Massachusetts Labor Leaders of the Progressive Era
Part 2 of 2 – On a historical note, the two buildings demolished to make way for the Winthrop St development were once home to two of Boston’s great labor organizers. The first, Mary Kenney O’Sullivan, is now publicly honored in the Massachusetts State House, as part of the State House Women’s Leadership Project. A bronze and marble sculpture, installed at the entrance to Doric Hall in 1995, commemorates the contributions of Sullivan, and other Massachusetts women, to the government of the Commonwealth. Mary Kenney O’Sullivan received this obituary in the Boston Globe on her death in 1943,
[In] Chicago, Mrs. O’Sullivan [worked] with Jane Addams in the Hull House movement for the betterment of conditions in the city’s overcrowded tenement districts. While still in her teens she founded the Jane Clubs for working girls, and was active in putting through the Illinois Legislature laws favorable to working people. She organized the first bookbinders’ union of women in Chicago, was the first woman organizer appointed by the American Federation of Labor, and the first woman factory inspector in the United States.
She came to Boston in 1892 as national organizer of the American Federation of Labor […] After [her husband’s] death in an accident she became an inspector in the Massachusetts Department of Labor and Industries […] holding that position until her retirement in 1934. She founded the Boston Women’s Trade Union League, conducted a camp for working girls at Point Shirley in connection with the Dennison House for many years, and spoke for women’s suffrage. She was president of the Boston Women’s Labor League, vice president of the Boston Women’s Trade Union League, and treasurer of the National Women’s Trade Union League. In 1926 she was appointed a delegate from the United States to the annual conference to prevent war, which was held in Dublin, Ireland, under the auspices of the Women’s International League for Peace and Freedom.

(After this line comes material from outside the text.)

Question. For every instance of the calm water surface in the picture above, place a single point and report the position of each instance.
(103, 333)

She was a frequent speaker on economics and labor problems at Ford Hall Forum. She was also a member of the Women’s Industrial League and the Massachusetts League of Women Voters. She wrote a number of articles for the Globe on women’s rights, trade unionism and fair labor practices.
The second property demolished, the stone house pictured above, was the home of Philip Davis (1875-1951) and his wife, Belle, both born in Russian Poland, and Jewish immigrants to the US in the late 1890s. According to his Globe obituary, Philip Davis – a friend and colleague of Mary Kenney O’Sullivan’s – was also influential in the settlement house and labor movements of the Progressive Era. While attending the University of Chicago, he too was a protégé of Jane Addams and on her recommendation he attended Harvard, graduating in 1903. He then earned a law degree from Boston University and was active in labor organizing and workers’ rights advocacy in Boston’s North End.